Pediatric ED

SCHEDULE: Dr. Heather Kuntz sets the schedule during your peds ED month. Get vacation requests at least 3 months in advance. All requests go through MedRez as usual. Depending on how well staffed the ED is, it is typical to have fewer than your normal 22 shifts per month as an intern; but don’t expect it (just enjoy it if it happens).


UNIQUE ASPECTS OF THE PEDS ED: As interns you will work some shifts where you will take sign out (it is good practice before becoming a senior). You will also be taking presentations from medical students as interns. You will also be writing notes on EPIC.

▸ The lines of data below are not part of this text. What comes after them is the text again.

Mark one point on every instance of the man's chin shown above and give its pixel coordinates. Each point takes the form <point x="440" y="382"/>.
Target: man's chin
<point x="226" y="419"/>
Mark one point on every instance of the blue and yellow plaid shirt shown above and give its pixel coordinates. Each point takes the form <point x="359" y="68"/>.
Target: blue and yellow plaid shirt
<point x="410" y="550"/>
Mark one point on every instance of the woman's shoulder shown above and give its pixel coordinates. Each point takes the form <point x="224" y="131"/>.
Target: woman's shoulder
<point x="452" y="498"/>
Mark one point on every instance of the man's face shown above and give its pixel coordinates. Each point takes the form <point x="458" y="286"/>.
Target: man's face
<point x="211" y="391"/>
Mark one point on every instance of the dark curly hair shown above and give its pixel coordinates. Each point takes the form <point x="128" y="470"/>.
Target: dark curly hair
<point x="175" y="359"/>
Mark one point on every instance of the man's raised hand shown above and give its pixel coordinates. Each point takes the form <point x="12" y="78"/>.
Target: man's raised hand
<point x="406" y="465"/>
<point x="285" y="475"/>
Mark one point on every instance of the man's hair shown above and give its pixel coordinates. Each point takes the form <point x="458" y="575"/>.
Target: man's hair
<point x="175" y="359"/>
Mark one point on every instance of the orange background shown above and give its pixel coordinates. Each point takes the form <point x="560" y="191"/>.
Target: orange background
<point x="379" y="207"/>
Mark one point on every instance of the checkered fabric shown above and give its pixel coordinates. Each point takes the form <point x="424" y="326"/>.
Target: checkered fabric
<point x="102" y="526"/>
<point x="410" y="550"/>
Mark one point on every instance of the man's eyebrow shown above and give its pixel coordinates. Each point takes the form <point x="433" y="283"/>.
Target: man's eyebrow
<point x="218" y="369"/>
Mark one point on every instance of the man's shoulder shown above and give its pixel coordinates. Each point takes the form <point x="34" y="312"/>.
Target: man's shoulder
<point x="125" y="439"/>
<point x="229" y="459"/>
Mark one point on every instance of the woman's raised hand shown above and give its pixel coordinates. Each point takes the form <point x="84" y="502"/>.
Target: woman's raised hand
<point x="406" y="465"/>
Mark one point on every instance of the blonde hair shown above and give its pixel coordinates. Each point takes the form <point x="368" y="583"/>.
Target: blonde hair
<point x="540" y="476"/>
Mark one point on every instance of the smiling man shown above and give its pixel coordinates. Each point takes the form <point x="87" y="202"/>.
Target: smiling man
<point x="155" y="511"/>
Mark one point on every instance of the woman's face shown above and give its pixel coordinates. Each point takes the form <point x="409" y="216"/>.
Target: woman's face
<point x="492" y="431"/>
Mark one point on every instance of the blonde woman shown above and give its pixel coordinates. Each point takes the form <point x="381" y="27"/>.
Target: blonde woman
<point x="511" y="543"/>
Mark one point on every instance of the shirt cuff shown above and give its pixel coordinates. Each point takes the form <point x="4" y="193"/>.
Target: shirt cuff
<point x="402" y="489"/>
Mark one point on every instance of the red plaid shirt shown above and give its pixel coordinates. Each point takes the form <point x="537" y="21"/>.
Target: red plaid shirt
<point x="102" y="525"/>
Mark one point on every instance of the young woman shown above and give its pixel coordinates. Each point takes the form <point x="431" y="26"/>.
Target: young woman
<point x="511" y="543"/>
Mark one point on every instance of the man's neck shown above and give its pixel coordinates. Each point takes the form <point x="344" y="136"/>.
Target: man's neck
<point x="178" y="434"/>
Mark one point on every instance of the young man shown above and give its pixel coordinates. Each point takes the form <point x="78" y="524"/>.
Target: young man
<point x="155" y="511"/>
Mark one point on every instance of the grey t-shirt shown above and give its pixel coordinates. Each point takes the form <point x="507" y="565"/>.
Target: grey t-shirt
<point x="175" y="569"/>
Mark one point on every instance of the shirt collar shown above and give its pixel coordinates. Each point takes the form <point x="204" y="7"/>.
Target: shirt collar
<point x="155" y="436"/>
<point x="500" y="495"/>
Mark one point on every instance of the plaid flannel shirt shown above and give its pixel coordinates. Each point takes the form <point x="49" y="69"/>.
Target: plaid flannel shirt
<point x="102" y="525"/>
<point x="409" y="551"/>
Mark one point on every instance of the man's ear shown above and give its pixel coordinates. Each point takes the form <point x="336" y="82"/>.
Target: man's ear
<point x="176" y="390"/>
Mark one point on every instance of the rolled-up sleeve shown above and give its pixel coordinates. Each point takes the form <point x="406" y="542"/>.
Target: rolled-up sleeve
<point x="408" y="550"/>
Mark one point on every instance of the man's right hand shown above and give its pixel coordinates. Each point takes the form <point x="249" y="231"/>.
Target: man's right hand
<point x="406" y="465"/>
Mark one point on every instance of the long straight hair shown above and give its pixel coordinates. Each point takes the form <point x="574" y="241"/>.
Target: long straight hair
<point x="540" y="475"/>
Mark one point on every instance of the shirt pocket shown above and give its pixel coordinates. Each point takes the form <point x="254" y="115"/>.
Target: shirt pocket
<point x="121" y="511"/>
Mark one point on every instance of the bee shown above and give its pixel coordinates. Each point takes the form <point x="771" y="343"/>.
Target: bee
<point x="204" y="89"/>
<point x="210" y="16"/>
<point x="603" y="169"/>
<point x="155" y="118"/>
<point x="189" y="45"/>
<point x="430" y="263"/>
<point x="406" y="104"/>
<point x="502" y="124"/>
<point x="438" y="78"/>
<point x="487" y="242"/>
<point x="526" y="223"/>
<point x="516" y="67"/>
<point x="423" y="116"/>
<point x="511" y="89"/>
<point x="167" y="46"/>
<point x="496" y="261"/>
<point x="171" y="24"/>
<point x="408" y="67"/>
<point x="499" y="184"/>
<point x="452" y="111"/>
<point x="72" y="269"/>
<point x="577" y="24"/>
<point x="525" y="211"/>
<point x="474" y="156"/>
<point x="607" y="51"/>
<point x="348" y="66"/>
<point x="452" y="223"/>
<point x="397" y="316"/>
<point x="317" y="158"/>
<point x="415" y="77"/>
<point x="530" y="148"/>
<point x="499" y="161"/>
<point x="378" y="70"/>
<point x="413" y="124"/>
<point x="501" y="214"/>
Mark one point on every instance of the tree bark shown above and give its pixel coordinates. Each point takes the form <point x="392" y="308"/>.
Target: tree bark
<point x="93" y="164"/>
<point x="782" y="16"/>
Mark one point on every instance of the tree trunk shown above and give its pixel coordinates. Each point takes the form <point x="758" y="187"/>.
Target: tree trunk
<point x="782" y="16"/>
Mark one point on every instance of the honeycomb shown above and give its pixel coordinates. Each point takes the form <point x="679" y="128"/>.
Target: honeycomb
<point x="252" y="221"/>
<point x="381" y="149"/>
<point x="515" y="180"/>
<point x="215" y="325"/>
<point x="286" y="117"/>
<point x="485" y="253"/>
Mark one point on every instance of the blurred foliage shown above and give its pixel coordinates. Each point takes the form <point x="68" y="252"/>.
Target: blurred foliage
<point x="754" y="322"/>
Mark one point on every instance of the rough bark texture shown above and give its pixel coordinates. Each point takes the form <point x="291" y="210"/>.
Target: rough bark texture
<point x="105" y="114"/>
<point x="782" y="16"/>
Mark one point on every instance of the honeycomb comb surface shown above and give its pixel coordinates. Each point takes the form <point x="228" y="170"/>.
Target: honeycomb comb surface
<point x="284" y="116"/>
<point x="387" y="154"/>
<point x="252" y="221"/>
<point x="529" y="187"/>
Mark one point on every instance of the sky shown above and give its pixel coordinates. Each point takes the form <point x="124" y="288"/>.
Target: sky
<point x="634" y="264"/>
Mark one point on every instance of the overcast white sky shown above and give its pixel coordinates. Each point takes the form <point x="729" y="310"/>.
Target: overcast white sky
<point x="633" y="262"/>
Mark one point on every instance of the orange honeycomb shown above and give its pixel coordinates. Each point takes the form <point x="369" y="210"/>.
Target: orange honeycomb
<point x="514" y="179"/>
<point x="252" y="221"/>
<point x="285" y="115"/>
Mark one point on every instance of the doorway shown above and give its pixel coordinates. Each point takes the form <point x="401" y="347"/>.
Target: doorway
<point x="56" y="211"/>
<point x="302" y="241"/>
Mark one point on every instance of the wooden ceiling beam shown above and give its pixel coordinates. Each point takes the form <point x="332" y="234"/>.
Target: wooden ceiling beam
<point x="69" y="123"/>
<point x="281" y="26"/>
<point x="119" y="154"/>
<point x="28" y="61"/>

IMPORTANT THINGS TO KNOW: Patients waiting to be seen will be on the Board in red. Residents tend to ‘claim’ a particular computer for their shift so look for an open one. On the adult side sharing a computer is more common. Attendings tend to be a bit more particular about some of the subtleties of the discharge paperwork so make sure you run it by them before you send a kid home (you will pick up the preferences pretty quick).


CONSULTS: Secretaries will call consults for you, so just let them know when needed. Various services have agreements for coverage every month (Peds surgery and GI take esophageal foreign bodies at different times during the month). Some schedules are posted in the physician workroom. If you are not sure ask another resident or secretary.


IMAGING: In some cases you may need sedation for imaging. CT sedation is done by Peds ER. If patient needs sedation for MRI this will be done by transport nurses or anesthesia.


PROCEDURAL SEDATION: When it is necessary to sedate a patient for a procedure be sure to obtain consent and fill out the presedation note on EPIC. It’s a verbal consent only, so there is nothing for them to sign. Then let the charge nurse know early what you are planning to do so they can orchestrate respiratory therapist and room availability. We typically use ketamine or propofol.


OTHER STUFF:

  • Review some of you pediatric doses (especially for common meds like Tylenol, ibuprophen, decadron, common abx, etc.), and remember to include weight-­based doses on all your medication orders. Writing in “adult dose” is acceptable.
  • Review pediatric resuscitation medications and ET tube sizes.
  • It would also be helpful to use a system for estimating the weight of a patient by age.
  • Fun stickers for the kids are under the computer closest to the rack (use them!).


SOME TIPS:

ESTIMATING WEIGHT BY AGE

Finger counting video

The original paper


GIVING A CHILD EPINEPHRINE: "SLIDE THE DECIMAL"

  • 20 kg child gets 2.0 mL of 1:10,000 code epi, which is 0.2mg


SHOCKING A KID

  • Defibrillate a child with 2 J/kg, then 4 J/kg
  • Cardiovert a child with 0.5 J/kg, then 1 J/kg


BAGGING A KID

  • Best bag to use is roughly the size of one of the child's lungs


CHEST COMPRESSIONS

  • Chest compressions should be at least at a rate of 100/min (sing "Stayin' Alive" in your head, it has a beats-per-minute of 100) and should be at a depth of 1/3 of the child's chest


GIVING DEXTROSE TO KIDS: "RULE OF 50"

  • Newborns and infants get 5 ml/kg of D10 (5x10=50)
  • Toddler and school age kids get 2 ml/kg of D25 (2x25=50)
  • Bigger kids get 1 ml/kg of D50 (1x50=50)


CHOOSING AN ETT FOR A CHILD

  • Age/4 + 4 = uncuffed tube size
  • Age/4 + 3.5 = cuffed tube size (take off 0.5 to account for the cuff)
  • "3.5 at birth, 5.0 at 5 years"


CHOOSING A LARYNGOSCOPE BLADE FOR A CHILD

  • 0 at birth, 2 at 2 years


THE "2-3-4" RULE

  • 2x ETT size = Foley and OG/NG size
  • 3x ETT size = ETT depth (just like in adults)
  • 4x ETT size = chest tube size


HYPOTENSION

  • Defined as SBP lower than (Age x 2) + 70 (lower than 60 for newborns.